Police in South Wales have arrested a man using automatic facial recognition software. It’s the first time a person has been seized this way in the UK, according to Wales Online, following a series of trials at large-scale public events including Download music festival and Notting Hill Carnival. The most recent was the Champions League final in Cardiff, which took place last Saturday (June 3rd). The man, however, was arrested three days beforehand (May 31st). In a statement to Ars Technica UK, police confirmed he was a local resident and “unconnected” to the game in Cardiff.
“The facial recognition technology is currently being tested as [a] proof of concept in order to determine its potential and feasibility within a challenging, real-world policing environment,” a police spokesperson said. “The UEFA Champions League has clearly provided a perfect testing ground. While early indications are proving positive, we will continue to develop our understanding of its capabilities and limitations.”

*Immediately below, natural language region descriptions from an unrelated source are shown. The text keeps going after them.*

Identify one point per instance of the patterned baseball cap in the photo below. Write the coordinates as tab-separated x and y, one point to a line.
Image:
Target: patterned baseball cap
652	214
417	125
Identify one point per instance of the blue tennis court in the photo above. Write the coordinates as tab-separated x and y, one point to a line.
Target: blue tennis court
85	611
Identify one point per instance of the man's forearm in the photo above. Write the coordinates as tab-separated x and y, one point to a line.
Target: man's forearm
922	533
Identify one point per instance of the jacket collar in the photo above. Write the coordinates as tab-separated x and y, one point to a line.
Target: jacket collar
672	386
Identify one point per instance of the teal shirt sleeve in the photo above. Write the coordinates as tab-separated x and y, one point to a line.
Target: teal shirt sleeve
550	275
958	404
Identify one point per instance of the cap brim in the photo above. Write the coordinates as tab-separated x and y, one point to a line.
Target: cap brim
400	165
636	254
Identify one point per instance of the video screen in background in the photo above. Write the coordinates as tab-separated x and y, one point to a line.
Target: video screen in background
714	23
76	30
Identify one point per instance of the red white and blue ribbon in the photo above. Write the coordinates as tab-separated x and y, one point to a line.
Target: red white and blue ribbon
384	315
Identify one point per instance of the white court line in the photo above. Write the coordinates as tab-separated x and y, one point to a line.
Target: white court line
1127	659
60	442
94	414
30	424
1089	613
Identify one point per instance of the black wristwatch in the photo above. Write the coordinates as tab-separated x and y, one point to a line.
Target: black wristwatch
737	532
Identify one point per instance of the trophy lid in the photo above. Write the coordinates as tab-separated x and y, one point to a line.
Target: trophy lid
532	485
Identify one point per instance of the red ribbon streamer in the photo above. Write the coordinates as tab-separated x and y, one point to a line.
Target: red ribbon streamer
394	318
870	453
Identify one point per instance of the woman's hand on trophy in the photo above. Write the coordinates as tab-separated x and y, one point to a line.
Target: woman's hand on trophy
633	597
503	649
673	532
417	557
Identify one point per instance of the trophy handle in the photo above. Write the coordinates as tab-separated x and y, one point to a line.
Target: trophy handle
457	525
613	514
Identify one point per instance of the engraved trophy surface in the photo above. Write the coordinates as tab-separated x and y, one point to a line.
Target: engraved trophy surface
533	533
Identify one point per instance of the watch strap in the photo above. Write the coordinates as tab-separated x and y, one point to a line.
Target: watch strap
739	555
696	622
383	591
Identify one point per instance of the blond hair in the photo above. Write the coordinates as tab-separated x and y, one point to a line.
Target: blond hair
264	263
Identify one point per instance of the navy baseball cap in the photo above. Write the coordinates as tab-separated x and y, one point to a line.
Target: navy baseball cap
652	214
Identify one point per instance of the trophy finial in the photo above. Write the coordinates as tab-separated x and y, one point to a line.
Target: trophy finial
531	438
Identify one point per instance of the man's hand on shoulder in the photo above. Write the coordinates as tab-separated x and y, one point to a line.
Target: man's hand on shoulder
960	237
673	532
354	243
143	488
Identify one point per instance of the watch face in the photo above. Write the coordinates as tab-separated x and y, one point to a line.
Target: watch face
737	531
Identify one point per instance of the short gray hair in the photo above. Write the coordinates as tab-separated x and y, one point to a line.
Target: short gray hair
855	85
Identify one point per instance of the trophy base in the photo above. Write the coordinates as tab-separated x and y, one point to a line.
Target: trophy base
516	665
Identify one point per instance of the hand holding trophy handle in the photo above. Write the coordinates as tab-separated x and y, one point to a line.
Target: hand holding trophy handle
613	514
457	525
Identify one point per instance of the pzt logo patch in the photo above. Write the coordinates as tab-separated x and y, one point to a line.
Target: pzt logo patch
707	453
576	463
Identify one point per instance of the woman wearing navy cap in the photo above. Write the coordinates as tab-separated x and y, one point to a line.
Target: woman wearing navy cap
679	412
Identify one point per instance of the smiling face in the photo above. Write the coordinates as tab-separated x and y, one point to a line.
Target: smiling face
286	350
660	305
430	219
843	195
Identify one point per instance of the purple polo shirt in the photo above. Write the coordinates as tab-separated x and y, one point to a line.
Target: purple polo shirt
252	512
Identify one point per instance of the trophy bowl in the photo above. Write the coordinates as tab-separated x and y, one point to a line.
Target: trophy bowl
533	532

The setup used by the police is unclear. For the Champions League final, officers used a “real-time” hardware and software solution developed by NEC. It’s possible that a similar system was used for the arrest, as well as the broader trials taking place in the city centre. A request for tender published by South Wales Police does, however, mention a “Slow Time Static Face Search” linked to 500,000 custody images in a “Niche Record Management” database, which seems to be separate from the real-time monitoring. Regardless, multiple vans have been spotted in Cardiff with cameras on the roof and a “facial recognition fitted” warning on the side.
While monitoring and detection clearly takes place on the move, it’s possible the police are analysing and cross-referencing the images elsewhere. Whatever the situation, the arrest is evidence of the technology’s potential to pick out people in a crowd. Running faces against a database of wanted criminals, or anyone with a track record, should give the police a better idea of who is nearby. It does, however, raise ethical questions about public privacy and potential surveillance overreach.
“South Wales Police has made significant progress in the development of its technology in the past 18 months, and that work is only set to continue as we strive to ensure we arm our officers with the very best technology commercially available – providing the public benefit is both proven and justifiable,” the spokesperson added. “The technology will be tested in a variety of circumstances and location in the months to come, assisting in our assessment of the viability of the project moving forward.”